Captain Canuck: The Complete Edition: written by Richard Comely and George Freeman; illustrated by George Freeman, Richard Comely, and J.C. St-Aubin; Captain Canuck created by Ron Leishman and Richard Comely (1975-1981; collected 2011): Canadian superhero Captain Canuck originally appeared in 1975. He would ultimately star in about 15 issues of his own comic book before finally vanishing in the early 1980's; later, there would be revivals, but this volume collects that first run.
Richard Comely would write and draw the first published adventures of Canuck. In those issues we met a hero who'd gained super-strength from an encounter with mysterious aliens. As he was a Mountie at the time, he would end up becoming a sort of super-Mountie for the growing world power that was Canada in the far-flung future of...the mid-1990's!
OK, so the book got technological and social changes really, really, really wrong. So it goes.
Comely was (and still is, I believe) a One-World Conspiracy adherent, and some of that creeps into the pages of Canuck (though not nearly as much as it did into another Comely project from the same time, Star Rider and the Peace Machine). For the most part, though, the book sticks to superheroics, often in vaguely James-Bond-like situations in the first few issues.
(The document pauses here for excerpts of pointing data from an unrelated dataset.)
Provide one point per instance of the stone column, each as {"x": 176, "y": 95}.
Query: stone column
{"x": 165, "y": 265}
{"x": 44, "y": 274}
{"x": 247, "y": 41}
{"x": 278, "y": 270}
Where Captain Canuck really takes off is with the addition of writer/artist/colourist George Freeman and artist/colourist J.C. St-Aubin to the creative team. The colouring on Captain Canuck was markedly better than the mainstream offerings of DC and Marvel right from the start; Freeman and St-Aubin would make the book look remarkably good from a production standpoint. Freeman was also a much better, cleaner cartoonist than Comely.
By issue 9 or so, Captain Canuck looked great, and the stories had begun to flow more smoothly -- and to 'pop' as well with odd situations and characters. Not many comic books in any time period would have had the desire and the skilful creators to pull off an homage to (Canadian) Hal Foster's Prince Valiant; Captain Canuck does.
All things end, of course, and given the difficulty in securing adequate distribution, Captain Canuck was probably always doomed -- especially in a world in which comic shops were just starting to become the primary means of comic-book distribution. The book ends on a cliffhanger. So it goes. Recommended.